The coordination number of Th in K4[Th(C2O4)4(H2O)2] is:

🧠 Just a Multiplication

Coordination number = $\sum (\text{ligand count} \times \text{denticity})$. The "10" in the answer is what surprises people — it's an unusual number — but the arithmetic is routine. Thorium happily forms 10-coordinate complexes because it's a large $f$-block atom.

🗺️ Unpack the Sphere

Inside the bracket of $\mathrm{K_4[Th(C_2O_4)_4(H_2O)_2]}$:

• 4 oxalate ($\mathrm{C_2O_4^{2-}}$, bidentate): $4 \times 2 = 8$ donors.
• 2 water (monodentate): $2 \times 1 = 2$ donors.

CN = $8 + 2 = 10$.

⚡ The "Big Atom = Big CN" Heuristic

Lanthanides and actinides routinely show CNs of 8, 9, 10. Whenever you spot a Th, Ce, U, La complex with multiple bidentate ligands, expect double-digit CNs. Don't second-guess yourself when the answer comes out as 10 or 12.

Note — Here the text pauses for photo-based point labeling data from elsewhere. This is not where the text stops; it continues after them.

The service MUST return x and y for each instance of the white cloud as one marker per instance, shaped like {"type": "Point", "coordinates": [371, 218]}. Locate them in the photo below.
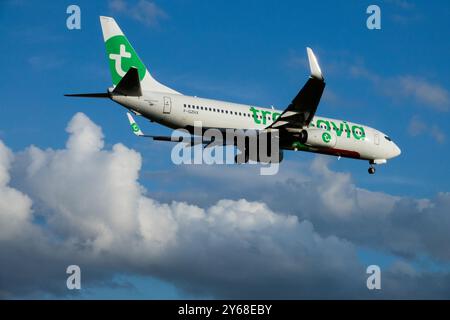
{"type": "Point", "coordinates": [84, 205]}
{"type": "Point", "coordinates": [143, 11]}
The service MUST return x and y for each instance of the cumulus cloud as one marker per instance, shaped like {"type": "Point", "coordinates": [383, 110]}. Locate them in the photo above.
{"type": "Point", "coordinates": [144, 11]}
{"type": "Point", "coordinates": [84, 205]}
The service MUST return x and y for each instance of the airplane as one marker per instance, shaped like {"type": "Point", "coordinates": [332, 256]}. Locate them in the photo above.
{"type": "Point", "coordinates": [298, 127]}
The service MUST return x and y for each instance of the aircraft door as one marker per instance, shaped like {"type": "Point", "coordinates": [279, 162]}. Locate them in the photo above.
{"type": "Point", "coordinates": [167, 105]}
{"type": "Point", "coordinates": [377, 139]}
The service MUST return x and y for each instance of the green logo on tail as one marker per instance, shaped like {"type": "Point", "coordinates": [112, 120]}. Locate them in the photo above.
{"type": "Point", "coordinates": [121, 57]}
{"type": "Point", "coordinates": [134, 127]}
{"type": "Point", "coordinates": [326, 137]}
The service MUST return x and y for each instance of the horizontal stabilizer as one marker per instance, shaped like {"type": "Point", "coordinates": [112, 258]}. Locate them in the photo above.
{"type": "Point", "coordinates": [316, 72]}
{"type": "Point", "coordinates": [129, 85]}
{"type": "Point", "coordinates": [89, 95]}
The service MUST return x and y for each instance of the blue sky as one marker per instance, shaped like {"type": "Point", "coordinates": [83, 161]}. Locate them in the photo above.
{"type": "Point", "coordinates": [395, 79]}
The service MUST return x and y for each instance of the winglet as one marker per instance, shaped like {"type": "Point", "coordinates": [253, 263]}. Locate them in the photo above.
{"type": "Point", "coordinates": [314, 65]}
{"type": "Point", "coordinates": [134, 126]}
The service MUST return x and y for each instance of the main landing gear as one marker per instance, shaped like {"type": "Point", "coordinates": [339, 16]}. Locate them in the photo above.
{"type": "Point", "coordinates": [371, 168]}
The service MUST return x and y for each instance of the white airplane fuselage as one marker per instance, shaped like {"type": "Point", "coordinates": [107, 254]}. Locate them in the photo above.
{"type": "Point", "coordinates": [180, 111]}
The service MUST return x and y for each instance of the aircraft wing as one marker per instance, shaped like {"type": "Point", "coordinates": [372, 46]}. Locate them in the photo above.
{"type": "Point", "coordinates": [189, 141]}
{"type": "Point", "coordinates": [301, 110]}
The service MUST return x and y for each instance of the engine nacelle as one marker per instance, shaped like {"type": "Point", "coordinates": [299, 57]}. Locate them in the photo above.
{"type": "Point", "coordinates": [318, 138]}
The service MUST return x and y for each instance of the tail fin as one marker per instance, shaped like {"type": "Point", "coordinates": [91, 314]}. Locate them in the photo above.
{"type": "Point", "coordinates": [122, 57]}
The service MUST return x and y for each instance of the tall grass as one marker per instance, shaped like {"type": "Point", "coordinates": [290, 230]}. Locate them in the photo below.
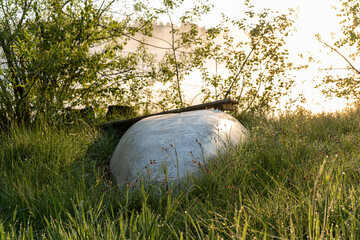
{"type": "Point", "coordinates": [297, 177]}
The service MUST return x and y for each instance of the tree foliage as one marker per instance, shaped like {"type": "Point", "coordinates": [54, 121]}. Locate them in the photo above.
{"type": "Point", "coordinates": [256, 63]}
{"type": "Point", "coordinates": [348, 85]}
{"type": "Point", "coordinates": [75, 53]}
{"type": "Point", "coordinates": [63, 53]}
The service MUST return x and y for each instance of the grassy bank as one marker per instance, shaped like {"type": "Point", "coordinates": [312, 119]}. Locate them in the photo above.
{"type": "Point", "coordinates": [297, 177]}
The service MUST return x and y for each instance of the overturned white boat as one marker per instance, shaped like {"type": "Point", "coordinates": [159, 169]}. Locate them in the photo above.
{"type": "Point", "coordinates": [166, 148]}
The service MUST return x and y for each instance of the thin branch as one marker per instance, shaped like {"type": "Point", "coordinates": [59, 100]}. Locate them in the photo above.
{"type": "Point", "coordinates": [241, 68]}
{"type": "Point", "coordinates": [337, 51]}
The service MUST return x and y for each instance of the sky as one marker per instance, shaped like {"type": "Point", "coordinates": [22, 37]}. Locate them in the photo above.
{"type": "Point", "coordinates": [313, 17]}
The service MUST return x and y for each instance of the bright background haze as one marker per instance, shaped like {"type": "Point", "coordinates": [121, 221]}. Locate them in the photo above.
{"type": "Point", "coordinates": [313, 17]}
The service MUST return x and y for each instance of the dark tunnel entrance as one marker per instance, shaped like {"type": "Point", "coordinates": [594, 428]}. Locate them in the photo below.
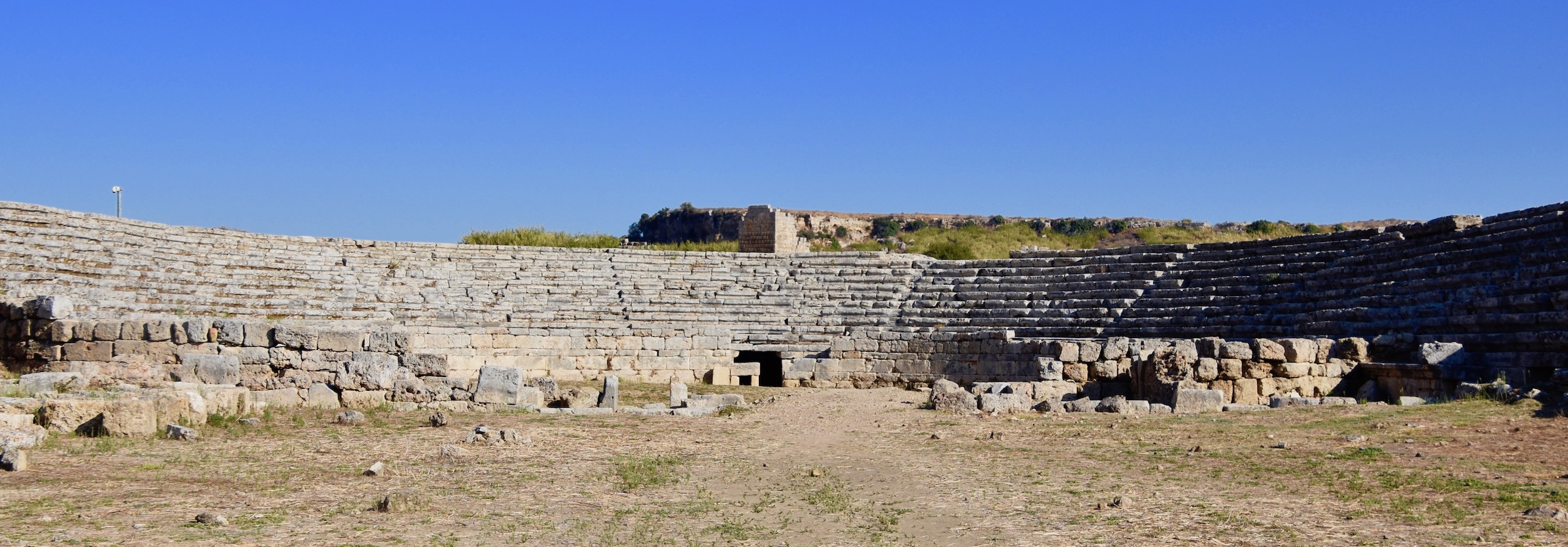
{"type": "Point", "coordinates": [772, 367]}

⚠️ The "Ligands ≠ Bonds" Trap

There are 4 + 2 = 6 ligand particles but 10 bonds. CN counts bonds (donor atoms), not ligand particles. Reading "4 oxalates and 2 waters" and writing CN = 6 is the standard error here — students forget to multiply oxalate by 2.

$\boxed{\text{Answer: (4) 10}}$